Amazon And Availability | Force of Good

Today Amazon reported earnings and they were pretty outstanding (I do not own any AMZN and have not since I unloaded what I purchased as "a friend" on their IPO). Profits doubled. Sales up 41%. Not a bad quarter.

Except it reminded me of what happened this past Sunday.

Amazon’s S3 online storage service experienced significant downtime. It was not available for about 6 hours (they were also down for about 3 hours back in February). That is a ton which I will explain shortly. But for those that do not know, S3 is a distributed storage cloud that many applications such as Twitter and SmugMug use. They charge $.15 per GB/month and $.10 per GB of data transfer in and a sliding scale starting at $.17 per GB of data out (this is more because Amazon has less slack data out due to the site traffic www.amazon.com generates, is mostly all out).

To provide a little background here, it is a little known fact that for a period of time I ran MindSpring’s product development team. The developers all reported up to me. The short story is we were growing so fast we started having some issues pushing products out the door, we went away for a few days to something that became known as the "technology summit", and at the end of the said summit the president of the company gave me the dev team because he wanted one person responsible. We fixed the issues. It is during this time that I become intimately knowledgeable about things such as reliability and availability.

Availability is simply the amount of time a service is available (scheduled maintenance downtown excluded). Availability is typically measured by the number of "nines" delivered. For example the plain old telephone service that you get from AT&T has an availability of five nines or 99.999% (this is sometimes referred to as telco grade). Now back in my ISP days we did not shoot for five nines for core services such as mail and web, it would cost too much to so do. Our objective was four nines or 99.99%. Now removing one little nine may not seem like much but it makes a big difference in the amount of downtime a service has as you can see in the table below.

Uptime (%)	Downtime/Year
99%	87.6 hours (3.65 days)
99.9%	8.76 hours
99.99%	52.56 minutes
99.999%	5.256 minutes
99.9999%	31.536 seconds

99.99% still seems an acceptable level for a mature Internet service. A startup can get away with two, an emerging company three. So how is Amazon doing? For S3 it is pretty straightforward. S3 year to date is less then 99.9% available, which to me, for a paid service is not acceptable. This got me to wonder how Amazon’s own site faired. So I did a little investigating. And to do so I used information from a neat little company called Pingdon that issues reports on such things from time to time.

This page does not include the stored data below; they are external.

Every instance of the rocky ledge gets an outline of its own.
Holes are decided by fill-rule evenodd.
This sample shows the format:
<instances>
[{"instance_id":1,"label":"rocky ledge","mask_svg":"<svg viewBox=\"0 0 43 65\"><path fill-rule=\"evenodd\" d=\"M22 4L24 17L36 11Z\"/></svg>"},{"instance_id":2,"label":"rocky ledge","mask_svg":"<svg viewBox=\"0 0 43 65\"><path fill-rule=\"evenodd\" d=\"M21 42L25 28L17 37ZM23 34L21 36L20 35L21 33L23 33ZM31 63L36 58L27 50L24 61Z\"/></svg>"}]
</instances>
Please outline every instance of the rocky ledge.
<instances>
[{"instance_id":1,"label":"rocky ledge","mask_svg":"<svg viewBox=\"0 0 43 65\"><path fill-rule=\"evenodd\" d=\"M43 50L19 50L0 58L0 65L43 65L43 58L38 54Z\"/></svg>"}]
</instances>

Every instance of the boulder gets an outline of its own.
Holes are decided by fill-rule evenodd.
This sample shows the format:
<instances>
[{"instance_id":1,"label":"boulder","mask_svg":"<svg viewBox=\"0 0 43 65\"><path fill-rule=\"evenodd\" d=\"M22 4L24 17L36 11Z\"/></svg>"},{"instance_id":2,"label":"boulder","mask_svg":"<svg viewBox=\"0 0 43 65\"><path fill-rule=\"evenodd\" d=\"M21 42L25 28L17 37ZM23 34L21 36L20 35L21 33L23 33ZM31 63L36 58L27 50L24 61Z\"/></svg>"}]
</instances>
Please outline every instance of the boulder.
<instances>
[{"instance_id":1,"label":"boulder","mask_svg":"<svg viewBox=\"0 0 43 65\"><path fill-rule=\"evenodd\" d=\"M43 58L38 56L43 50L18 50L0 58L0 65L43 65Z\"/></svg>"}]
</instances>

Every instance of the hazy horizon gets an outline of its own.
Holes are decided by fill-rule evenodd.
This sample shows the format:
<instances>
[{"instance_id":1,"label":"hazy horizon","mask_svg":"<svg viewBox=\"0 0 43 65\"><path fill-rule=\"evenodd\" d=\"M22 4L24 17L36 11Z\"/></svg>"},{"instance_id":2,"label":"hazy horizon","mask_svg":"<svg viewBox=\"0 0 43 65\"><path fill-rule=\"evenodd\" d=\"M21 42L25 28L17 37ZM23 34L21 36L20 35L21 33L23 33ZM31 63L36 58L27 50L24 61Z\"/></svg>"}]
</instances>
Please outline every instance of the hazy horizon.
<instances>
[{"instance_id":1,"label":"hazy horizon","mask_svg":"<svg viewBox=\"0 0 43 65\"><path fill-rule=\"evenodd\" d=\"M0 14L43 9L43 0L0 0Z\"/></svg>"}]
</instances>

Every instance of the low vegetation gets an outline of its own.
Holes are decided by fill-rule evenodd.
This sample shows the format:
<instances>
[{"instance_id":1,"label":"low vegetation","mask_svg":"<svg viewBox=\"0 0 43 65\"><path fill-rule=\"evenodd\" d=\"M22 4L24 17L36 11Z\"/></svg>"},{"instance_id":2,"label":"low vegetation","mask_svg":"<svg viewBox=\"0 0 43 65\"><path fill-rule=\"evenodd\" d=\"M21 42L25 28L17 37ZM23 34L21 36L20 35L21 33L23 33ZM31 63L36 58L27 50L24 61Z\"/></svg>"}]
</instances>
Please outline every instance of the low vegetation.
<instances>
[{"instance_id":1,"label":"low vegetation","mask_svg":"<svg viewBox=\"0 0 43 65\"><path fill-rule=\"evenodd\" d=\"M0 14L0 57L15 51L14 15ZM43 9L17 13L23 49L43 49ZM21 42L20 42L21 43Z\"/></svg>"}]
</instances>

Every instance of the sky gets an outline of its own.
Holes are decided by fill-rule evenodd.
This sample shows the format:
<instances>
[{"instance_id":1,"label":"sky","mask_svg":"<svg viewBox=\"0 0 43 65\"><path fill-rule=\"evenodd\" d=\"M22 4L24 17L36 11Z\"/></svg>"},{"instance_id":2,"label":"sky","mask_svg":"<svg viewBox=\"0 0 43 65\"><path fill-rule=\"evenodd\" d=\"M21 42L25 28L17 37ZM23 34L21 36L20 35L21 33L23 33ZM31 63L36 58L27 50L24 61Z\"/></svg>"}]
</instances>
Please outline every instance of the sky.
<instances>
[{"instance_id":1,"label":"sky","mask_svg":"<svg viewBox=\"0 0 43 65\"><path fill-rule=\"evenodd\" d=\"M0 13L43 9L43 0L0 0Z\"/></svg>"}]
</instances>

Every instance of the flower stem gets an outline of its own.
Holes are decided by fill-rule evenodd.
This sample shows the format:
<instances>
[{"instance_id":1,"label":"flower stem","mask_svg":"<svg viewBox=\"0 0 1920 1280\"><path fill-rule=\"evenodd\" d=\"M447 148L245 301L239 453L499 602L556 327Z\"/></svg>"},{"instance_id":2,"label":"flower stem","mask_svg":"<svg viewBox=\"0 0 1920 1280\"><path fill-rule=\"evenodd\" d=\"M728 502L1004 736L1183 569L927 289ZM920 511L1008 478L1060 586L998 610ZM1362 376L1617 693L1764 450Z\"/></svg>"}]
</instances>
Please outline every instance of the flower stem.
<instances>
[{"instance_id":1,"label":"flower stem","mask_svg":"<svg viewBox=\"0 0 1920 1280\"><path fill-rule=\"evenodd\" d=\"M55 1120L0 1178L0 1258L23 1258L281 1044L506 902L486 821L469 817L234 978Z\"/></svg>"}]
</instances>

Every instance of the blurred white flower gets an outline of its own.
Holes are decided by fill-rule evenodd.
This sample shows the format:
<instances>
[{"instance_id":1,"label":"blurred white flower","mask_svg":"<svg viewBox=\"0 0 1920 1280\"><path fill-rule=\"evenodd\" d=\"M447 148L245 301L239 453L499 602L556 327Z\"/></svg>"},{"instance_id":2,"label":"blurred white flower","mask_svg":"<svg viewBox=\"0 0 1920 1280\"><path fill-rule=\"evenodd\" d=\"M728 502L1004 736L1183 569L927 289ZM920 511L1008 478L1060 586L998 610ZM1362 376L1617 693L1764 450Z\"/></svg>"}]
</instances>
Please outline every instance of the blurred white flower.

The only report on amazon.com was from last April, but through that point of the year the site was only down 21 minutes which on an annual basis equates to just under 99.99% . I find the disparity very interesting.

Now granted most newer web apps are not going to deliver four nines and this pingdom report shows that. The 17 social networking apps that they reported on had an average availability of 99.7%.

Here’s the point. Back in those days of providing Internet services we had "14 Deadly Sins". One of them was "Rely on outside vendors who let us down". All the cuteness of the Twitter fail whale meme aside (which i believe is making some companies/individuals behave like excessive downtime is acceptable), if you are going to build a healthy web or SaaS application business the service needs to be available. If you rely on S3 alone to deliver that availability in a production environment you will fail. You need an effective fall over plan for when S3 goes down.